In article <3A5139E4.94731FAA@hot.rr.com>, "Ross A. Finlayson" <firstname.lastname@example.org> wrote: > > email@example.com wrote: > > > > How many pairs of positive integers a and b are there such that > > a < b and 1/a + 1/b = 1/2001 ? > > Set a to 2001 or greater and b to a large value.

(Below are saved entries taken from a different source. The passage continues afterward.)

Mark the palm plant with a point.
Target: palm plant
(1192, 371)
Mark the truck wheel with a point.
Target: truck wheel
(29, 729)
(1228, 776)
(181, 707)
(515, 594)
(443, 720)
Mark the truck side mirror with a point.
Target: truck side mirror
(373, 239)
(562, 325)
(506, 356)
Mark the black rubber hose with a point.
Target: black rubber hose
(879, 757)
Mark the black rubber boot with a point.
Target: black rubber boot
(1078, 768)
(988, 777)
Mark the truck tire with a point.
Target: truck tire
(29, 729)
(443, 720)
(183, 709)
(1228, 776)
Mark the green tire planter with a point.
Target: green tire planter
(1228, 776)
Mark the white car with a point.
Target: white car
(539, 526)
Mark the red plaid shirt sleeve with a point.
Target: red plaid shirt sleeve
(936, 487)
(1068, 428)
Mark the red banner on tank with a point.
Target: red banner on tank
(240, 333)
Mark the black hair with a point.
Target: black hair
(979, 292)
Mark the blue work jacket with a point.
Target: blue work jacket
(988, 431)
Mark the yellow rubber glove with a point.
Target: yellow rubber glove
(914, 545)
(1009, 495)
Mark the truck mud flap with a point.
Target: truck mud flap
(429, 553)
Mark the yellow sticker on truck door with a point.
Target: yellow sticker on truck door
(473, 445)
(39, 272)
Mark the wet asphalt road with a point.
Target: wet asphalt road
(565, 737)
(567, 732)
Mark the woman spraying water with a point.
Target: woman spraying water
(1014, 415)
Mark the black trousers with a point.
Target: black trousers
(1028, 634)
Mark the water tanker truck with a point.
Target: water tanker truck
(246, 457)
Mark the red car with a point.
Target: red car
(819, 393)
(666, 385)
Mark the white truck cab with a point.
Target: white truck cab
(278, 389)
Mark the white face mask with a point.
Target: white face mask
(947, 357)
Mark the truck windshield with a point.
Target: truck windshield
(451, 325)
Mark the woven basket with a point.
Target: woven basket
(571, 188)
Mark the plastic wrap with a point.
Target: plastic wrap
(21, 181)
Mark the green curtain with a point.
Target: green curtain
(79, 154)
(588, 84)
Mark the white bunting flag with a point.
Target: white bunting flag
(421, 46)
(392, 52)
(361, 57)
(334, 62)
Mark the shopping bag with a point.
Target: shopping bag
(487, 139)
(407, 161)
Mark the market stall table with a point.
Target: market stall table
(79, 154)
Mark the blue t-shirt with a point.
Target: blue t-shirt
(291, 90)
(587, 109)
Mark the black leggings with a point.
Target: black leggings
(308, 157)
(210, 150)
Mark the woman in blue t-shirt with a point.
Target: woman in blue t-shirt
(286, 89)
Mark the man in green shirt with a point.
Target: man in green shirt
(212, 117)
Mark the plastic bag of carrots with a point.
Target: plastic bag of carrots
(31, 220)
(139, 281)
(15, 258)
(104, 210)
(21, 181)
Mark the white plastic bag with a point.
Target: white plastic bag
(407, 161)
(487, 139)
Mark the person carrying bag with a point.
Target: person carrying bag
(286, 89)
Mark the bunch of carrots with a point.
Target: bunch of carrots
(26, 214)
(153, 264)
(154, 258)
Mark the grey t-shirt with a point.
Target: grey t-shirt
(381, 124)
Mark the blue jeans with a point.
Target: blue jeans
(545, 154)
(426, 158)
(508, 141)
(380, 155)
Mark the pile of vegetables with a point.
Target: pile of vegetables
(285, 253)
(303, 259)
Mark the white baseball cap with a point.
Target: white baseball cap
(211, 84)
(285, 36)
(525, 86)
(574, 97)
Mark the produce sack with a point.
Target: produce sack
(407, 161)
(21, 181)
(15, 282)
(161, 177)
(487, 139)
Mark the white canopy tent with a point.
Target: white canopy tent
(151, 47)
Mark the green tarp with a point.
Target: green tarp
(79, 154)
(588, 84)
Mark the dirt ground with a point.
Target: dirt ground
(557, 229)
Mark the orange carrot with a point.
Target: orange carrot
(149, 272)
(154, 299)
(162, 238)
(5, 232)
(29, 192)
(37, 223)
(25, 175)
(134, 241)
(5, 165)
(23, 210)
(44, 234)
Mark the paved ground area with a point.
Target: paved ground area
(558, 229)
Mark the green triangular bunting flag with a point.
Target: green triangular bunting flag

The result is > very close to 1/2001, where 2001 is called c, > > 1/a + 1/b = 1/c, or > > a ^-1 + b ^-1 = c^-1 > > There are probably infinite solutions.
saxon's message has disappeared from Deja, but as several people mentioned (including Nathan until he changed his mind!) there are 13 solutions:
Writing 1/a + 1/b = 1/2001 as u.v = 2001^2 = 3^2.23^2.29^2, with u, v = a - 2001, b - 2001, there are 3^3 = 27 integer pairs |u|, |v|.
(Each 3 here is for the 3 possible powers 0, 1, 2 of each prime independently that can divide say u. More generally, if the number was p^m.q^n.. with p, q,.. prime then the number of pairs would be (m+1).(n+1)..).
If u, v < 0 then for 0 < a, b we require |u|, |v| < 2001 which is impossible. Thus 0 < u, v.
There are thus 13 such pairs with 0 < u < v, i.e. half of the 26 pairs with u not equal v.